Since you are dealing with a binary problem, if the original labels are 0s and 1s, the coded categorical labels would be 01s and 10s (in labels coded in the one-hot scheme, counting from right to left, the nth digit would be 1 if the numerical class for this instance is n while the rest of that label would be 0). This would explain why your data dimension in the error traceback is (1652, 2).
However, since you have set the output dimension in your model to 1, your output layer would expect the desired labels in data to be of 1 digit only, which would correspond to the raw data before you applied any preprocessing steps mentioned above.
So, you could fix this problem either by taking out the preprocessing for the labels or changing the output dimension to 2. If you stick with using categorical labels coded in the one-hot fashion, you should also switch the sigmoid activation in the last layer to softmax activation since sigmoid only deals with binary numerical classes, i.e., 0 or 1. For a binary classification problem, these two choices should not differ in performance much.
One thing worth mentioning is that you should also pay attention to the cost function you use when you compile this model. Generally speaking, categorical labels work the best with cost functions like categorical crossentropy. Especially for multi-class classification (more than 2 classes) problems where you would have to use categorical labels together with a softmax activation, categorical crossentropy should pretty much be your default choice since it has many benefits over some other common cost functions such as MSE and raw error count.

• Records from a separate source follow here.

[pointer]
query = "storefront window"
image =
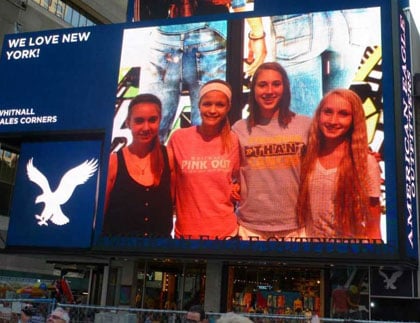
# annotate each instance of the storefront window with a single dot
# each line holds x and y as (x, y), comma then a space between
(168, 284)
(273, 290)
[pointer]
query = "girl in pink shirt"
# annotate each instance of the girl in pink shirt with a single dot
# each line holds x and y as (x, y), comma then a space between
(205, 162)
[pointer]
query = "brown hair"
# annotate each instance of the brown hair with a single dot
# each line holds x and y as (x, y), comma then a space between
(285, 114)
(351, 203)
(156, 156)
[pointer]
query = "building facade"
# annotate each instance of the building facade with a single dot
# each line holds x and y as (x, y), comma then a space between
(277, 278)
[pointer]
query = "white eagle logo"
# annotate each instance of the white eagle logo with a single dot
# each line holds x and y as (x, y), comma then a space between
(53, 200)
(390, 281)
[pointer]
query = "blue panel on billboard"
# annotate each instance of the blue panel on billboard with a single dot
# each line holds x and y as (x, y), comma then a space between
(54, 201)
(59, 80)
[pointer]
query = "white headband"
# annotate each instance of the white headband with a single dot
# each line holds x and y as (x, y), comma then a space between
(216, 86)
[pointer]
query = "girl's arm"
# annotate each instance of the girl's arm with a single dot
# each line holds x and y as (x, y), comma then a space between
(112, 175)
(373, 225)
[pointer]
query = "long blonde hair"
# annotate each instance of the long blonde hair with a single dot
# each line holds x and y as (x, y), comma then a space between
(351, 202)
(156, 156)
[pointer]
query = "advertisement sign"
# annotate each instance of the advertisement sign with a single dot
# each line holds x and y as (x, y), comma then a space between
(408, 123)
(101, 80)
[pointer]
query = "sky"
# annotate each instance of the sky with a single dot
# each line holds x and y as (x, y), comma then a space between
(415, 11)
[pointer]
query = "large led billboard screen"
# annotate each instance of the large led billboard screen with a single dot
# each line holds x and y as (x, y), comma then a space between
(297, 176)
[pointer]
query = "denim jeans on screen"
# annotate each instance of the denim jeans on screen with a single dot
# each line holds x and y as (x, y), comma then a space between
(321, 51)
(183, 60)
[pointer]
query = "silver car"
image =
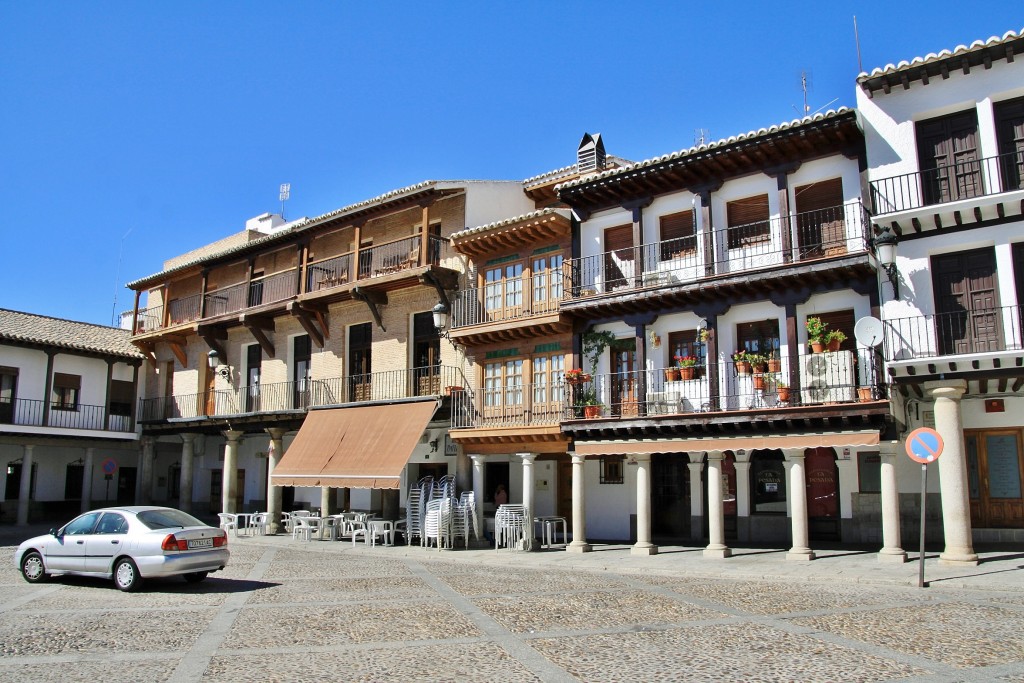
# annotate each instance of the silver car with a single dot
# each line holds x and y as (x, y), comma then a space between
(128, 544)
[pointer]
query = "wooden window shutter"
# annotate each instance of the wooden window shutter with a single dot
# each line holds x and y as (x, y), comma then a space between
(748, 220)
(677, 235)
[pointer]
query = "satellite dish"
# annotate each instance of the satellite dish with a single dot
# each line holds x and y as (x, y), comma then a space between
(868, 331)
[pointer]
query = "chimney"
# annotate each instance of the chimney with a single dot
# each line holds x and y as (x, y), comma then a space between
(590, 154)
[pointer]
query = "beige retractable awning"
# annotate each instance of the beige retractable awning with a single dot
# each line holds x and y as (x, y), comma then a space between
(366, 446)
(832, 439)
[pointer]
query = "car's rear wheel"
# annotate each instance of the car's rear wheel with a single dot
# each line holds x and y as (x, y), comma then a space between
(33, 568)
(126, 574)
(196, 577)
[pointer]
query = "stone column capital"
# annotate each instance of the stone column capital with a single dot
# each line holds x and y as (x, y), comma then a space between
(952, 389)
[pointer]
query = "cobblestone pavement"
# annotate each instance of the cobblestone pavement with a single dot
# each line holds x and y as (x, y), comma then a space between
(291, 610)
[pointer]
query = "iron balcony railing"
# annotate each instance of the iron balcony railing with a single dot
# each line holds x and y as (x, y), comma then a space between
(509, 299)
(962, 180)
(303, 394)
(963, 332)
(773, 243)
(32, 413)
(839, 377)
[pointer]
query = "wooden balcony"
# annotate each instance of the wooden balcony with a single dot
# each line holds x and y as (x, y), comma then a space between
(816, 246)
(299, 396)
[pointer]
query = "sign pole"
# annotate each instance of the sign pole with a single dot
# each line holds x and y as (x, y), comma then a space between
(924, 488)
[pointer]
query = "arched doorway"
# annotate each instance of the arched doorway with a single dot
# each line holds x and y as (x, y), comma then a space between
(822, 495)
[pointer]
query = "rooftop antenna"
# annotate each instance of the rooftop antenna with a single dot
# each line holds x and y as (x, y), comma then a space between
(117, 279)
(856, 38)
(286, 191)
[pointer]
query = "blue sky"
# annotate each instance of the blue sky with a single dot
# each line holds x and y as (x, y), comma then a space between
(134, 131)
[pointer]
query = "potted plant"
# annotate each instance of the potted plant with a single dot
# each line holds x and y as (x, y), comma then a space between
(816, 334)
(588, 403)
(739, 356)
(687, 367)
(834, 339)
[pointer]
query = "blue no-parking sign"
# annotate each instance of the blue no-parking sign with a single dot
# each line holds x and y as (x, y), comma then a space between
(924, 445)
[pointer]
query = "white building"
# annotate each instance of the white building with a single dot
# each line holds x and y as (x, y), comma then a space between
(945, 147)
(68, 397)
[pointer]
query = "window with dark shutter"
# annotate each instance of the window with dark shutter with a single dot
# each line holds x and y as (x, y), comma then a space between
(66, 391)
(748, 220)
(820, 218)
(678, 239)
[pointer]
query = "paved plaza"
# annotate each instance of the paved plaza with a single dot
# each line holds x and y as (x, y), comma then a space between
(294, 610)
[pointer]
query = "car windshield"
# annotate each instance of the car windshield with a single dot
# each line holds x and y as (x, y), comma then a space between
(167, 518)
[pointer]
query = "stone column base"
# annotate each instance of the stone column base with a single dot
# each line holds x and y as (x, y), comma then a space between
(800, 554)
(643, 549)
(892, 555)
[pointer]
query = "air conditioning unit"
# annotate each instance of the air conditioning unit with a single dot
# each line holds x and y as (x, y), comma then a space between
(827, 378)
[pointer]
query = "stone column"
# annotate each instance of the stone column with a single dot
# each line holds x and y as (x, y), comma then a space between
(716, 508)
(184, 488)
(696, 495)
(892, 550)
(798, 506)
(643, 546)
(229, 488)
(146, 461)
(25, 485)
(87, 479)
(579, 544)
(478, 461)
(527, 494)
(952, 473)
(274, 452)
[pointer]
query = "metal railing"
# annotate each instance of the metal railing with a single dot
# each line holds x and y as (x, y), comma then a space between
(934, 335)
(303, 394)
(31, 413)
(962, 180)
(779, 241)
(509, 299)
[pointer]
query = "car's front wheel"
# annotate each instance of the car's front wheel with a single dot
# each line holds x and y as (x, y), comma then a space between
(196, 577)
(33, 568)
(126, 574)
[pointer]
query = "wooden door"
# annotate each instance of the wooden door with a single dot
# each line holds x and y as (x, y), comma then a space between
(947, 150)
(967, 315)
(619, 258)
(624, 379)
(564, 503)
(820, 219)
(670, 476)
(1010, 133)
(995, 472)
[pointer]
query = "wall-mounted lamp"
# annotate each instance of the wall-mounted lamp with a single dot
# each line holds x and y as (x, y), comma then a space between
(213, 358)
(440, 313)
(885, 249)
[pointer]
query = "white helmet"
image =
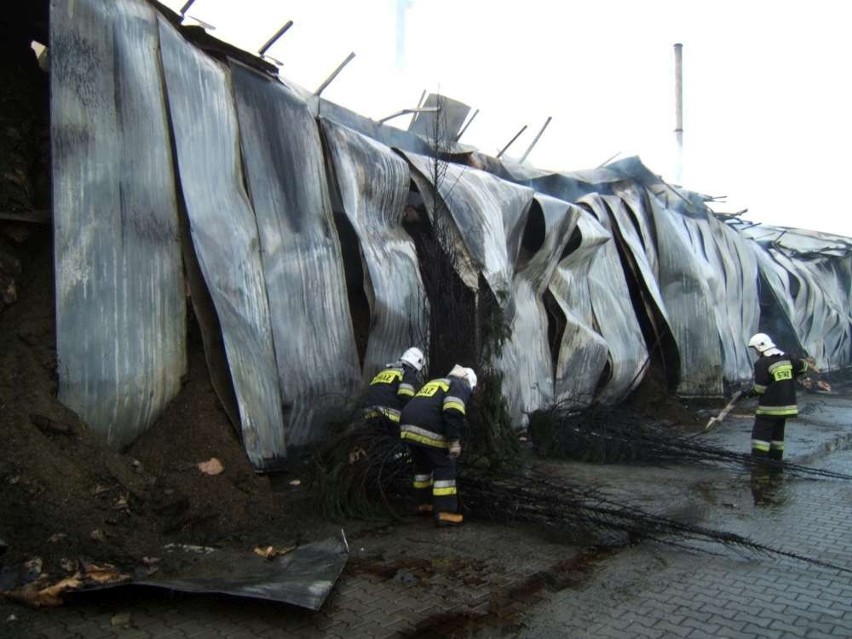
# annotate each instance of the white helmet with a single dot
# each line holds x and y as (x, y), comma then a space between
(464, 373)
(471, 378)
(761, 342)
(414, 357)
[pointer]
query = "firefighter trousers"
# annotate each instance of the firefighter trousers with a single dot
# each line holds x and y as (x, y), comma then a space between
(435, 484)
(767, 437)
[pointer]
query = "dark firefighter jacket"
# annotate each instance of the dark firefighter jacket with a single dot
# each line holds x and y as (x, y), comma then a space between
(437, 413)
(390, 390)
(774, 384)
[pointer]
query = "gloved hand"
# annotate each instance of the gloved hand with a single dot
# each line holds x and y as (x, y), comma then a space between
(454, 449)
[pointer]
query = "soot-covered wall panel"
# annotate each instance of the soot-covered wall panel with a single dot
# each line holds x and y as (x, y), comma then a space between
(372, 182)
(120, 305)
(315, 349)
(225, 236)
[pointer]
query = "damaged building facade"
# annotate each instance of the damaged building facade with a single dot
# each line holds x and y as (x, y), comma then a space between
(188, 178)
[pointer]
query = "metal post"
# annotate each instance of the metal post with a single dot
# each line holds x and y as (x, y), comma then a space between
(467, 124)
(274, 38)
(535, 140)
(329, 79)
(517, 135)
(678, 49)
(185, 8)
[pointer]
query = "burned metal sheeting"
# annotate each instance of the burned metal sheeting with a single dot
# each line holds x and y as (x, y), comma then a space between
(225, 236)
(807, 304)
(303, 577)
(583, 354)
(372, 186)
(706, 279)
(488, 216)
(317, 361)
(120, 306)
(526, 359)
(614, 315)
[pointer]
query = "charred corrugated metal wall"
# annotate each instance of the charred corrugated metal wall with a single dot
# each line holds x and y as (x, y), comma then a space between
(318, 239)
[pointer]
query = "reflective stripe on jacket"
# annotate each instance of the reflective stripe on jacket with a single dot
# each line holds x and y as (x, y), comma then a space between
(390, 389)
(436, 414)
(774, 383)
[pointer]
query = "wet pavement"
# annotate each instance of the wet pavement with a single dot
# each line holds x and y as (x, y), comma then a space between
(484, 580)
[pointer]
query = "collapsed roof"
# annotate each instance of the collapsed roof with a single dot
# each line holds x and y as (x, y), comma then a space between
(179, 165)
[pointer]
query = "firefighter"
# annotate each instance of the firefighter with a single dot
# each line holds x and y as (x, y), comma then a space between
(774, 384)
(431, 425)
(392, 388)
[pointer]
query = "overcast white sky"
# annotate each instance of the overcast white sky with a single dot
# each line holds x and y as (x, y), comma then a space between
(767, 96)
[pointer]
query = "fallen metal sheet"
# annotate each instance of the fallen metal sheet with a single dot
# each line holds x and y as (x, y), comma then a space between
(583, 352)
(730, 274)
(615, 317)
(372, 183)
(390, 136)
(315, 350)
(225, 237)
(718, 311)
(526, 360)
(303, 577)
(809, 275)
(446, 123)
(690, 290)
(120, 304)
(820, 310)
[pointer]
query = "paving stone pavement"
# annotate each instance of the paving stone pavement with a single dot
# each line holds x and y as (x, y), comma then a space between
(653, 591)
(485, 580)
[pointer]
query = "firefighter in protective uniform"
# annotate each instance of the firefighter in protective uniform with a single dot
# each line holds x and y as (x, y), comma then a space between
(431, 425)
(392, 387)
(775, 386)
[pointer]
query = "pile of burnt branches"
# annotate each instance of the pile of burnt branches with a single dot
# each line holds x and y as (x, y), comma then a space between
(366, 473)
(617, 434)
(363, 473)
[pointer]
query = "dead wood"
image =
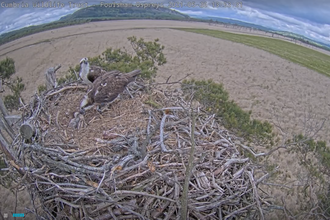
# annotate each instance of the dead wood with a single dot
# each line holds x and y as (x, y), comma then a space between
(133, 161)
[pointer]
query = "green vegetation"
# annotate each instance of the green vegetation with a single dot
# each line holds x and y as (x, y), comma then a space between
(216, 100)
(148, 56)
(295, 53)
(7, 69)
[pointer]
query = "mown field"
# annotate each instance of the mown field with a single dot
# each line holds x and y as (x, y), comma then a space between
(295, 53)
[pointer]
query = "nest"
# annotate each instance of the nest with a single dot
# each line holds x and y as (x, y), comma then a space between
(152, 155)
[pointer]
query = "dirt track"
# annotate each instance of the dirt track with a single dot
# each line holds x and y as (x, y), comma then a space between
(275, 89)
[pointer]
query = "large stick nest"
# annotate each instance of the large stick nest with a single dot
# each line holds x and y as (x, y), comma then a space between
(131, 162)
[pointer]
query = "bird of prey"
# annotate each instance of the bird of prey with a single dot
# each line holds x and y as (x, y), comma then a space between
(89, 73)
(106, 89)
(51, 78)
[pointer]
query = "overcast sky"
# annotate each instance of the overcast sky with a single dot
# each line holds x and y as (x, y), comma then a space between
(307, 17)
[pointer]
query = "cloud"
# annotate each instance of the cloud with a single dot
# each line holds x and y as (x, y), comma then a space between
(309, 18)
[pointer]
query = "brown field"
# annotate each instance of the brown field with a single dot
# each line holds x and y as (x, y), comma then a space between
(274, 89)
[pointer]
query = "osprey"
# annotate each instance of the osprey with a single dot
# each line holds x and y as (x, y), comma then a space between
(89, 73)
(106, 89)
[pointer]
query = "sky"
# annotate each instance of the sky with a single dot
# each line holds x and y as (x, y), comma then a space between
(310, 18)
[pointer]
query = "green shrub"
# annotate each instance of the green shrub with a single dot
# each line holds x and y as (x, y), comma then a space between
(148, 56)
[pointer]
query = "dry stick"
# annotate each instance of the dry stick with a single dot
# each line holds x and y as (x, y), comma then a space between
(184, 201)
(256, 195)
(65, 88)
(123, 192)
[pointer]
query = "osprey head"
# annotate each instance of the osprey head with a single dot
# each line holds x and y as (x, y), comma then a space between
(84, 60)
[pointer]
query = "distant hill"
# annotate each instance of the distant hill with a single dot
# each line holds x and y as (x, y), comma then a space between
(97, 13)
(291, 35)
(236, 22)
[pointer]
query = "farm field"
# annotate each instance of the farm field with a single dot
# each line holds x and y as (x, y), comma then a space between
(280, 82)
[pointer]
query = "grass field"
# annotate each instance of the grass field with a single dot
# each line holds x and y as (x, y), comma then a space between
(295, 53)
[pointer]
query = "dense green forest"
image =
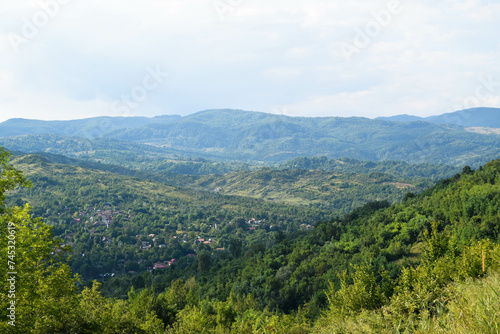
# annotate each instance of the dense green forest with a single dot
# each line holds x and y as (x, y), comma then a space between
(426, 264)
(118, 224)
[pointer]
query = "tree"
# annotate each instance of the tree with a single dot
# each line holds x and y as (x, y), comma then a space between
(41, 293)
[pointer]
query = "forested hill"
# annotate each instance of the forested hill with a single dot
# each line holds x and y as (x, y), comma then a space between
(393, 268)
(398, 169)
(254, 136)
(475, 117)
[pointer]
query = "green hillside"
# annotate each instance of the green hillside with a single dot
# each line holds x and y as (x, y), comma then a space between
(259, 137)
(428, 264)
(340, 192)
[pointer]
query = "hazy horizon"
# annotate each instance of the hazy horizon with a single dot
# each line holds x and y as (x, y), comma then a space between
(63, 59)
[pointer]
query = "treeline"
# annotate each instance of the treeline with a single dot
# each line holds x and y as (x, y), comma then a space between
(399, 169)
(419, 265)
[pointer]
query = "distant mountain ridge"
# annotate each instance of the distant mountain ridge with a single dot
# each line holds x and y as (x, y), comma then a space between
(255, 136)
(476, 117)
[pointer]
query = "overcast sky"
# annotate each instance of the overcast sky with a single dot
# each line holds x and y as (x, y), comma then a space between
(67, 59)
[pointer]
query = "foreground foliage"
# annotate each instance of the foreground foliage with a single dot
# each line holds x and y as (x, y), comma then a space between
(427, 265)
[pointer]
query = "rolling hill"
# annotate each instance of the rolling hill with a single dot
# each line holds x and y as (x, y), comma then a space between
(258, 137)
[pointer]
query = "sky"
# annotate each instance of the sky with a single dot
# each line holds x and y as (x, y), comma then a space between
(70, 59)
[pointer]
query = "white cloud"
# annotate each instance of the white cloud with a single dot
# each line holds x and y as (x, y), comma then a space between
(260, 55)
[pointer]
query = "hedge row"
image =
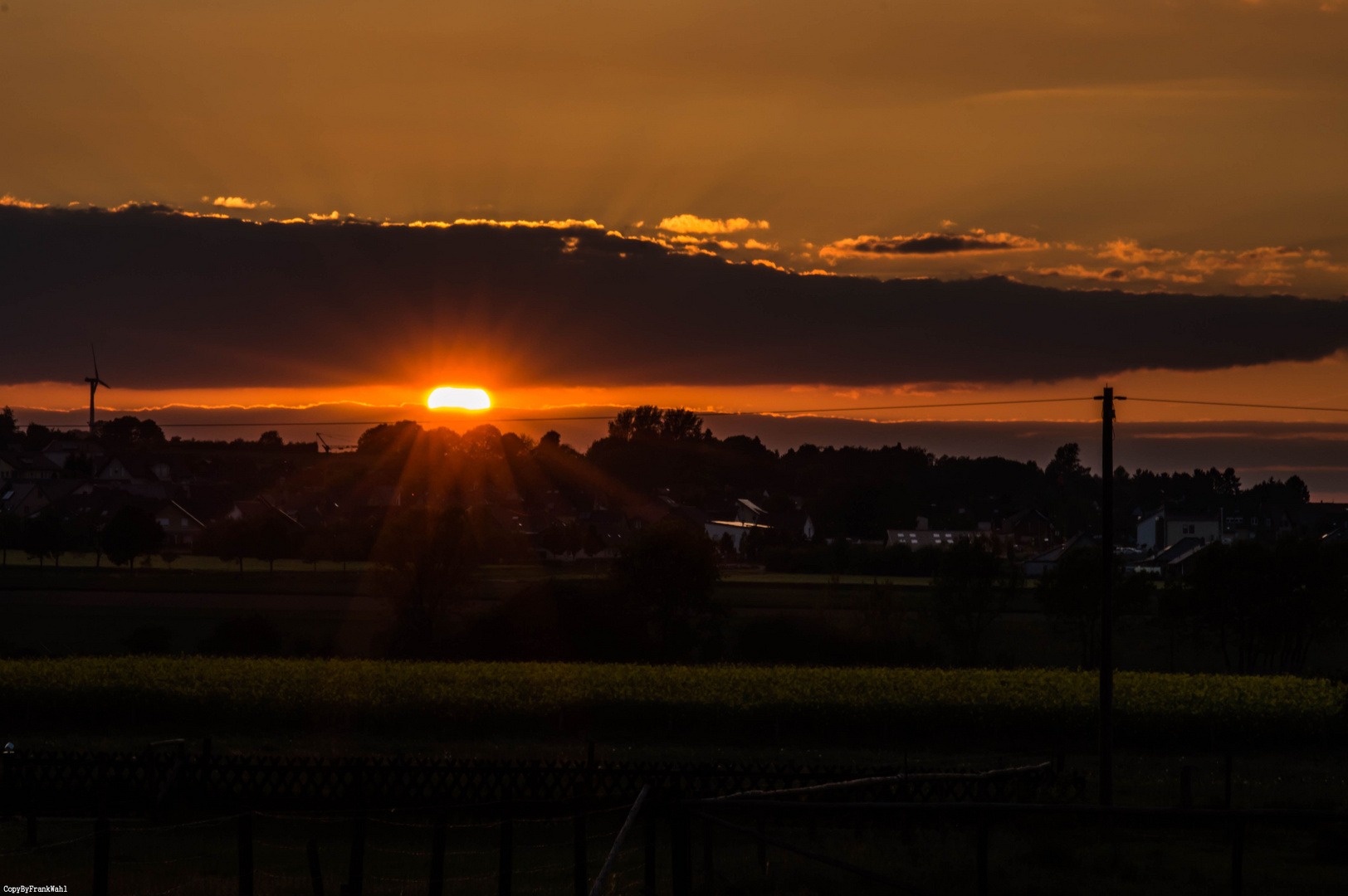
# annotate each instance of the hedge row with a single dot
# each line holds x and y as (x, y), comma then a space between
(444, 699)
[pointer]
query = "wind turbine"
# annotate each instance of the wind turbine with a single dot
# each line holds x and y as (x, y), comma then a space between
(95, 382)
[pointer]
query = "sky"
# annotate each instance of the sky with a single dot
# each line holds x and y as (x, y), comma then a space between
(734, 207)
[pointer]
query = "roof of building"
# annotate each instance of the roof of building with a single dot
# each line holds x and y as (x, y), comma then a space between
(751, 507)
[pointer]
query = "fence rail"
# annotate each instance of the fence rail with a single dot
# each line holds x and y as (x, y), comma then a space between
(157, 779)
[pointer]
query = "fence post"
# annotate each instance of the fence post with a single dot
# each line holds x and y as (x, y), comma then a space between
(315, 868)
(983, 857)
(246, 853)
(579, 857)
(100, 856)
(507, 853)
(762, 844)
(681, 870)
(356, 870)
(437, 855)
(708, 863)
(652, 855)
(1238, 853)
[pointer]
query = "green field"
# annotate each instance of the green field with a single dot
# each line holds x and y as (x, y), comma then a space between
(974, 706)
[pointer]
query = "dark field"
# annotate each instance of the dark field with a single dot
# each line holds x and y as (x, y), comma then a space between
(553, 613)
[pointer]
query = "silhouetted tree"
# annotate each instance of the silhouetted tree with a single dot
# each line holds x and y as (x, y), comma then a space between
(1069, 595)
(427, 559)
(129, 433)
(1262, 606)
(11, 535)
(45, 537)
(131, 533)
(672, 569)
(37, 437)
(972, 587)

One of the many benefits of categorical crossentropy would be the fact that it penalizes a "very confident mistake" much more than the case where the classifier "almost got it right", which makes sense. For example, in a binary classification setting using categorical crossentropy as the cost function, a classifier that is 95% sure that a given instance is of class 0 whereas the instance actually belongs to class 1 would be penalized more than a classifier that is 51% percent sure when it made this mistake. Some other cost functions like raw error count are insensitive to how "sure" the classifier is when it makes decisions and those cost functions only take into consideration the final classification result, which essentially means losing a great deal of useful information. Some other cost functions such as MSE would give more emphasis on the wrongly classified instances, which is not always the desired feature to have.